After an extended period of widening spreads on CMBS bonds, spreads tightened significantly this past week. The tightening provided relief to market participants that have seen CMBS conduit lenders pull back from originating new CMBS conduit loans until the market for CMBS securities improved.
The decline in spreads was widespread across both the senior and junior classes of CMBS securities. The benchmark AAA-rated super senior CMBS bonds tightened approximately 30 basis points (bp) based on the pricing level for the most recent CMBS issue in the market, a $712.2-million offering led by Wells Fargo that was expected to price at 10-year swaps plus 143 bp or better. This level compares with 173 bp on the equivalent CMBS bonds from an issue led by Deutsche Bank that priced two weeks ago.
CMBS dealers attributed the improvement in spreads to a handful of positive events. First, a slowdown in CMBS issuance created pent-up demand for new CMBS securities. This was evident as most of the classes of the Wells Fargo were heavily oversubscribed. In addition, the general improvement in debt markets overall positively impacted the outlook for CMBS. Finally, the Federal Reserve’s decision this week to hold interest rates steady was bullish for CMBS.

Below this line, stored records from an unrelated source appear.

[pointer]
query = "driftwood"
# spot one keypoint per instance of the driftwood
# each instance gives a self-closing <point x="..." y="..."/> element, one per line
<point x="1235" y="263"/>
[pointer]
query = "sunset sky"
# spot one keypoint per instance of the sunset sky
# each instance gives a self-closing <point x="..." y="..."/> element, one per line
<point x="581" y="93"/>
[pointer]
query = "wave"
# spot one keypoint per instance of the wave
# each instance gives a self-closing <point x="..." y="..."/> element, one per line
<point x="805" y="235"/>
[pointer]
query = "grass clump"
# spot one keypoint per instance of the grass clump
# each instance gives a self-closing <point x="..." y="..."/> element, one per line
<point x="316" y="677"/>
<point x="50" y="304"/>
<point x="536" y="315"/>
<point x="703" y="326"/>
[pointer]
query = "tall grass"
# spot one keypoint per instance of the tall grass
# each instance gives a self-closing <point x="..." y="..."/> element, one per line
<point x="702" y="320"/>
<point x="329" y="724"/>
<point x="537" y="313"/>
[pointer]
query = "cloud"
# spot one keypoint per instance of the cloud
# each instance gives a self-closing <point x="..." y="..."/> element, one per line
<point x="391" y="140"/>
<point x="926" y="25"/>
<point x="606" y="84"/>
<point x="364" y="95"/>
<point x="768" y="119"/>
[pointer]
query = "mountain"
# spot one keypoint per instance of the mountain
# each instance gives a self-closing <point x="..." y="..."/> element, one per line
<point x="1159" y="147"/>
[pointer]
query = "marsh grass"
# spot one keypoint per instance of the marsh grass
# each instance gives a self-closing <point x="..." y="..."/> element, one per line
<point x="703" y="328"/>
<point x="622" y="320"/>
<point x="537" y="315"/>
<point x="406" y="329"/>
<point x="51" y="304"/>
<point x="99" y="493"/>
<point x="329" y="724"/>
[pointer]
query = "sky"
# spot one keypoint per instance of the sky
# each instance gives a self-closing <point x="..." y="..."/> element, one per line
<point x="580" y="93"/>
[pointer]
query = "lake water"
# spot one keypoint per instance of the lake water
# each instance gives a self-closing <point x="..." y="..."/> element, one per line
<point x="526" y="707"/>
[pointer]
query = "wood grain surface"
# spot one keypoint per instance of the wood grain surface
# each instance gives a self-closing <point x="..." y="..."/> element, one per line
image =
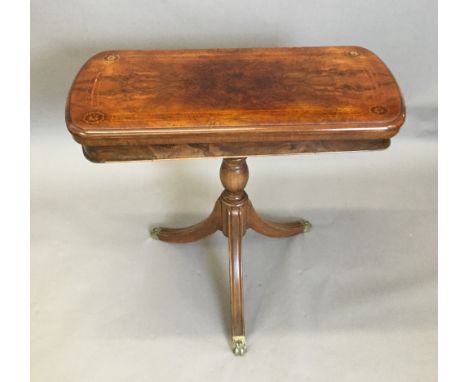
<point x="233" y="95"/>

“With a loose relationship of a 1 bp decline in the benchmark AAA-rated super senior CMBS bonds equating to a 1 bp reduction in the interest rate spread to borrowers, the spread tightening means a roughly 30 bp decline in interest rates to borrowers,” commented Michael D. Sneden, Executive Vice President at ValueXpress. “Hopefully spreads will tighten further to bring the all-in borrower interest rate back down to the 5% area, which becomes appealing for borrowers requiring the non-recourse and/or cash-out features provided by CMBS conduit loans.”